There’s a research avenue I keep mentioning but still haven’t followed-up closely; that of “intellectuals” adopting Catholicism late in life. Some kind of dawning of “wisdom”. I think I last mentioned it when I (again) noticed this Francis Bacon quote in Nick Spencer’s book:
“a little philosophy inclineth man’s mind to atheism;
but depth in philosophy bringeth men’s minds about to religion.”
My original connection to the Catholicism theme came many years ago when reading biographies of The Inklings (at Oxford) and others at Oxbridge (J R R Tolkien, C S Lewis, Marshall McLuhan, and more … I need to assemble source links.) Two things prompted me to post this morning:
One was Stephen Law at CFI making a simple statement in a Facebook comment thread around his latest piece on “God” – which “obviously” doesn’t exist, yet apparently demands yards of screed?

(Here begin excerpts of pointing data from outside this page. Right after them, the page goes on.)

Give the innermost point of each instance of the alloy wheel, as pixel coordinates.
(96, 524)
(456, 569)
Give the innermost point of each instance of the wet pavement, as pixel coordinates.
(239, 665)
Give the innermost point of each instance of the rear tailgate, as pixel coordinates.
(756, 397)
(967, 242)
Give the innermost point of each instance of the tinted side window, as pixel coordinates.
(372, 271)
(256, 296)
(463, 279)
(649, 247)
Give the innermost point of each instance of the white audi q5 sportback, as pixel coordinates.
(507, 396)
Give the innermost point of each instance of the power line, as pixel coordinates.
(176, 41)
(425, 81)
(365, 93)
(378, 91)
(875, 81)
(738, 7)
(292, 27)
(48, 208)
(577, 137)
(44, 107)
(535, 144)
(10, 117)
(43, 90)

“The atheist agrees belief is not a kind of knowing.”
Well this atheist doesn’t. Unlike many other rationalists, I can see rationalism (humanism, atheism, secularism) as a belief system. A pragmatic one based on scepticism, where what is believed as knowledge is always open to challenge. Belief only ceases to be a kind of knowing when it is “blind faith” or dogma. Knowledge is never dogmatic; honest scepticism is the antithesis of dogma, not belief. Belief is sufficient trust or “faith” in what you know, and the soundness of its basis, to act on it in the here and now. Always open to challenge, analysis and reflective questioning, but where justification and reconstruction of what is known is not a necessary part of the action itself. We would be inefficient and ineffective – paralysed – without belief. The problem even has a name – “analysis paralysis”.

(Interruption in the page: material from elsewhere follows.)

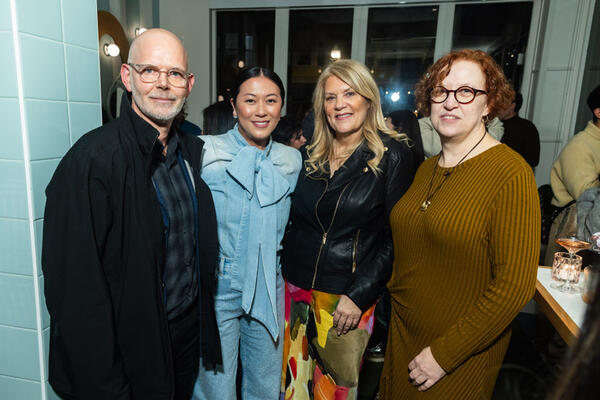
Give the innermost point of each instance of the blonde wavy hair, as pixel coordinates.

Secondly, and thirdly, alerted by a couple of tweets this morning one to this guest post by Joe Landi on Godless Mom’s blog: “From Catholicism to Unbelief … and Back” and another to this “Einstein quote” (*) from David Gurteen:
(*) Of course, most Einstein quotes aren’t. But anyway, as Landi says, his post on rediscovering Catholicism is not semantic or dialectic, no “reasoned” argument, simply a statement of all the things he “loves” about Catholicism. Apart from this:
As Camus said, no one has ever died for the ontological argument …
The Trinity secures an epistemological position where love, not the intellect, is what will truly lead us to the truth. It, so to say, levels the playing field, putting us in a world where an uneducated cloistered Carmelite can know just as much as, lets say, Aquinas. As the proverb says: “wisdom is easy,” in the sense that you don’t need a P.H.D. to attain to it. And this is precisely what puts the “catholicus” in Catholic.
ie “And the greatest of these is Love”
And for my fellow atheists, note that there is no “god” in this – no supernatural causal agent, omnipotent, omniscient or otherwise.